Trois fois Premier ministre entre 2001 et 2011, il détient le record de présence au pouvoir dans l’histoire de la République italienne. Berlusconi a été, si l’on peut dire triplement « novateur “. Il a été le premier à cumuler  sans limites les pouvoirs économiques, médiatiques et politiques. Ce qui lui a, notamment, permis de se tailler des lois faites sur mesure pour protéger ses intérêts personnels (lois ‘ad personam’). Il a inauguré une nouvelle forme de populisme de gouvernement. C’est lui aussi qui, en primeur, a associé l’extrême-droite au gouvernement. D’une certaine manière Berlusconi annonçait Trump.

Pendant longtemps il a triomphé de toutes les affaires : conflits d’intérêts, fraudes fiscales, bilans truqués, corruptions, accointances mafieuses, scandales sexuels, y compris proxénétisme de mineures, etc. C’est seulement en 2012 qu’il sera condamné pour fraude fiscale et, dans la foulée, déchu de tous ses mandats publics jusqu’en 2019. Il sera à nouveau élu sénateur en 2022, mais désormais à la tête d’un parti affaibli qui n’est plus qu’une force d’appoint pour la droite et l’extrême-droite.
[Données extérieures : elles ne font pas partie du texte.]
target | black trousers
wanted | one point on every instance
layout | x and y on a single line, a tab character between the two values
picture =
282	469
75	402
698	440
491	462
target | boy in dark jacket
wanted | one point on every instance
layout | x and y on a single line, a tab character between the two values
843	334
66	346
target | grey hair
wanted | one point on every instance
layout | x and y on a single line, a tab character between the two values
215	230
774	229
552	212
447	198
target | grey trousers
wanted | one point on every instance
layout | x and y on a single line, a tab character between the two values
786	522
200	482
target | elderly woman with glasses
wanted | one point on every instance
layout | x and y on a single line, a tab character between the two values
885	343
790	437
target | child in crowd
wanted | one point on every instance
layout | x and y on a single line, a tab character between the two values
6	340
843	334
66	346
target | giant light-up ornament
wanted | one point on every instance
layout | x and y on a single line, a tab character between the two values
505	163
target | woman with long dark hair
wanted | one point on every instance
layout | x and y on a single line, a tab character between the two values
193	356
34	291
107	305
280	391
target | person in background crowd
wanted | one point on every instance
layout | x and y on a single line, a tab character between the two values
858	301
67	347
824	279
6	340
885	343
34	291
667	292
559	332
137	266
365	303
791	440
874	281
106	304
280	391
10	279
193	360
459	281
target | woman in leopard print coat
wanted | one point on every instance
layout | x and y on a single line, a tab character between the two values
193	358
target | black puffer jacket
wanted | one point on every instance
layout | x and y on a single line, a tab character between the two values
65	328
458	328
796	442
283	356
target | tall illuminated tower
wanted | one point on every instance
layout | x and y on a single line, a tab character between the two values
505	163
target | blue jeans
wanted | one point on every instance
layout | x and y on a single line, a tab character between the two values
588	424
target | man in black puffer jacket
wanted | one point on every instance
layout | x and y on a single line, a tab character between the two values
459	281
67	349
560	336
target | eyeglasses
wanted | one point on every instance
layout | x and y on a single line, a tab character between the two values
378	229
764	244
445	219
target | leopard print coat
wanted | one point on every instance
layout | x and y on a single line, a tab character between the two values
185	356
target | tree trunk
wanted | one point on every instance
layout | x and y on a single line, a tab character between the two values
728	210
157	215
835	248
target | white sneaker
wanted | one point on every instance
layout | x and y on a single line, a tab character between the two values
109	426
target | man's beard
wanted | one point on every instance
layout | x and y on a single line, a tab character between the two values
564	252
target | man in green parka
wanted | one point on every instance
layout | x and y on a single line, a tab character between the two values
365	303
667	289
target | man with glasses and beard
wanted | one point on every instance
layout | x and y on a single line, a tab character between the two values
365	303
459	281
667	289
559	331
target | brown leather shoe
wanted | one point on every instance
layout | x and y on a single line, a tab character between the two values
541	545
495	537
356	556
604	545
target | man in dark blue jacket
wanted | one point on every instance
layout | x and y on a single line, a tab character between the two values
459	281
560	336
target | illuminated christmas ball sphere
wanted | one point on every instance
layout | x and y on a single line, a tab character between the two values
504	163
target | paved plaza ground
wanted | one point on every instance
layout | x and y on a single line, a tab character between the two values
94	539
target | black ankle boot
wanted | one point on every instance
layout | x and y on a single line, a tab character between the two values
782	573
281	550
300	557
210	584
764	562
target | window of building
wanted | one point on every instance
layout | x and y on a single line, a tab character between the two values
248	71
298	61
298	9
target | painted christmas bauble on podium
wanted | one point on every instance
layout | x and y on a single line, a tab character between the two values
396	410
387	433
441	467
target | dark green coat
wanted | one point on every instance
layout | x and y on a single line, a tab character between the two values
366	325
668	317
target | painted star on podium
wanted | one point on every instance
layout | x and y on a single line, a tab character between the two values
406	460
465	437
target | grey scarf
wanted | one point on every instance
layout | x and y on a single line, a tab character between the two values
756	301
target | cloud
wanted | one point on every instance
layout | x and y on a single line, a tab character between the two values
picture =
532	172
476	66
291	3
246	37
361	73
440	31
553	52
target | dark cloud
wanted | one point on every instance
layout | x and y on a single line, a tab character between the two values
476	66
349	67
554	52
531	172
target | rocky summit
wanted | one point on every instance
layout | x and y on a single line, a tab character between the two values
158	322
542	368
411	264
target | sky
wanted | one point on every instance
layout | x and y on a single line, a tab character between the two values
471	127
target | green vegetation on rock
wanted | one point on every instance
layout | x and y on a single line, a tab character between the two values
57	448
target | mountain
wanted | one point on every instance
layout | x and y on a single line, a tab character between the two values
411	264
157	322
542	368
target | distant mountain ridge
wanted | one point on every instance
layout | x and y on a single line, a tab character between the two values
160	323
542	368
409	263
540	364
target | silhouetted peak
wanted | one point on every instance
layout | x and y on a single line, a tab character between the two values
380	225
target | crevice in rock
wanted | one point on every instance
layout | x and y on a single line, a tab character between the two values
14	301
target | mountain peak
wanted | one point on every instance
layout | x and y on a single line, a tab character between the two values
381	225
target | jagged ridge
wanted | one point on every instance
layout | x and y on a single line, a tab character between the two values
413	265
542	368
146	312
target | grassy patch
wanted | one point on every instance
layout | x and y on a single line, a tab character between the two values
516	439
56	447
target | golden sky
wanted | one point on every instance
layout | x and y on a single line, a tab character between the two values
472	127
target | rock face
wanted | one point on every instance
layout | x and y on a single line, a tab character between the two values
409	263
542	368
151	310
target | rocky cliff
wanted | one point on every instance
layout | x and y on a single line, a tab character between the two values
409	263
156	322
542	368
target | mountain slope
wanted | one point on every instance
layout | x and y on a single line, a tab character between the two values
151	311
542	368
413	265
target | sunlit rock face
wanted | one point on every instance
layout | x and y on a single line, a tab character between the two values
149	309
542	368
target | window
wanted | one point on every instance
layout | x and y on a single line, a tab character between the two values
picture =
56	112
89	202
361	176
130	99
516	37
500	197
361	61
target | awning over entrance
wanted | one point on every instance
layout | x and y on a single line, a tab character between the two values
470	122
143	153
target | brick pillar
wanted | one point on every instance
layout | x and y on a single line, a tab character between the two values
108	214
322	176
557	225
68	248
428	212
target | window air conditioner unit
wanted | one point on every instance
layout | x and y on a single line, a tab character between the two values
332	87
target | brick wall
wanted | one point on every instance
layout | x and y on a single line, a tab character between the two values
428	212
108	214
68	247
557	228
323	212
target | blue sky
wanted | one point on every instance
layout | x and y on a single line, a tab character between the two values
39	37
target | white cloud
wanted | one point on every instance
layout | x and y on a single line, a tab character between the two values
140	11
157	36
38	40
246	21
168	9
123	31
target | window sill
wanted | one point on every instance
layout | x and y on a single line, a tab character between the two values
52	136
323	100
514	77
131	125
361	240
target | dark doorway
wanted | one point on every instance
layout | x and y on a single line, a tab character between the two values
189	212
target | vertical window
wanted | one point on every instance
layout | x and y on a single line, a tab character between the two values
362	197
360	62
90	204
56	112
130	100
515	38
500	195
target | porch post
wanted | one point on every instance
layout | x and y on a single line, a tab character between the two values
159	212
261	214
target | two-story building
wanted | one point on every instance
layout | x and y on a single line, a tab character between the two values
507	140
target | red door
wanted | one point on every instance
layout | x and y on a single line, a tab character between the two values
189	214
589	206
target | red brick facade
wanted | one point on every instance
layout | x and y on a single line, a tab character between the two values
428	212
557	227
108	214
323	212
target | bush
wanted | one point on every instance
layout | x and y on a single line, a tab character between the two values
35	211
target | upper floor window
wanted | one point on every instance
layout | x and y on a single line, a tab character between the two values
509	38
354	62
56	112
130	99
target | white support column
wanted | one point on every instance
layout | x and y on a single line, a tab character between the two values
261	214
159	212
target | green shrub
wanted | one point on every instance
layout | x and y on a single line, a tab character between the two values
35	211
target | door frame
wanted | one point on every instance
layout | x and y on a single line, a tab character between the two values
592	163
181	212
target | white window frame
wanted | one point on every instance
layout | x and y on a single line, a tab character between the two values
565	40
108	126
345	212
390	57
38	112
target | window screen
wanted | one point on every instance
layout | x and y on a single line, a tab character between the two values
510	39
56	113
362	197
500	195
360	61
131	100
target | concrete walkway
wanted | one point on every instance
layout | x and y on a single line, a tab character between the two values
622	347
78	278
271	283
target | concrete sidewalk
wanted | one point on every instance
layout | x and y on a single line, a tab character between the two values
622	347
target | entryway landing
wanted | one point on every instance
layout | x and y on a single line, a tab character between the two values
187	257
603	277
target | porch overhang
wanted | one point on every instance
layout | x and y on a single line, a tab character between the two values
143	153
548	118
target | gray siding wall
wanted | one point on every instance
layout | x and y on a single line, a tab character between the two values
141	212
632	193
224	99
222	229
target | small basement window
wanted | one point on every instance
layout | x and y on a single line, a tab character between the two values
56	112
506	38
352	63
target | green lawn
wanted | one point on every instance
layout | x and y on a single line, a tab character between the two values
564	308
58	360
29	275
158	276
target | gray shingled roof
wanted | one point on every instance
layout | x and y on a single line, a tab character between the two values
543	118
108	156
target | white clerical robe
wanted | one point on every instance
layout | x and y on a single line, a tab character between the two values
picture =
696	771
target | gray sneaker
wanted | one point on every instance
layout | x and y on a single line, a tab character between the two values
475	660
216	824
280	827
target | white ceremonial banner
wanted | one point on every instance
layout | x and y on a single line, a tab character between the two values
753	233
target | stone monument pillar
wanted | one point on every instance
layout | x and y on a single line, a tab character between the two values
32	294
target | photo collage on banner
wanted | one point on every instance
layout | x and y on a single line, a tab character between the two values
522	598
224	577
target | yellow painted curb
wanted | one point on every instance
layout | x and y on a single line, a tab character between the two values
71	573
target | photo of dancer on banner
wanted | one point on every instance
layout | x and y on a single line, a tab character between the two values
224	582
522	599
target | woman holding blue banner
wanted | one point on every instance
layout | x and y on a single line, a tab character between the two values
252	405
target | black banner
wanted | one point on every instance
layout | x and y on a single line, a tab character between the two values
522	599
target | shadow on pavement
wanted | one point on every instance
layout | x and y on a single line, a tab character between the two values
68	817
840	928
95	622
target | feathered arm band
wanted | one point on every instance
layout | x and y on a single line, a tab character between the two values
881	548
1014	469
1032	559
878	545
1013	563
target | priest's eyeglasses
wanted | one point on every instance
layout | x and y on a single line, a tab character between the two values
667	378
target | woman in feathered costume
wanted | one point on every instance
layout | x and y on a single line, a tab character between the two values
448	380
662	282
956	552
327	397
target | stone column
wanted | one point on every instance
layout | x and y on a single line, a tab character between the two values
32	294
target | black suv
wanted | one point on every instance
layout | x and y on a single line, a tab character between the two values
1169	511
Durant sa domination, le berlusconisme a bénéficié de l’extrême faiblesse du centre gauche incapable de lui opposer un modèle alternatif et qui, même quand il était au gouvernement, ne réussit pas — ou ne voulut pas- faire adopter une loi sur les conflits d’intérêts, seul instrument capable de contrecarrer sa marche victorieuse. Berlusconi est mort ce 12 juin 2023 à l’âge de 86 ans, mais le berlusconisme, lui, ne s’est pas effacé même s’il prend aujourd’hui d’autres formes et d’autres appellations. Il laisse à la droite et à l’extrême droite une stratégie qui a fait ses preuves : l’anticommunisme sans communisme. Le « caïman »  n’a cessé tout au long de sa vie politique de mener un combat contre un adversaire disparu corps et biens – le parti communiste italien s’est sabordé en 1991 et n’a pas eu d’héritier — ce qui lui a permis de vendre au mieux le ‘bouclier’ du libéralisme et du marché. De ce point de vue la coalition de la droite et de l’extrême droite aujourd’hui au pouvoir à Rome lui sera longtemps redevable.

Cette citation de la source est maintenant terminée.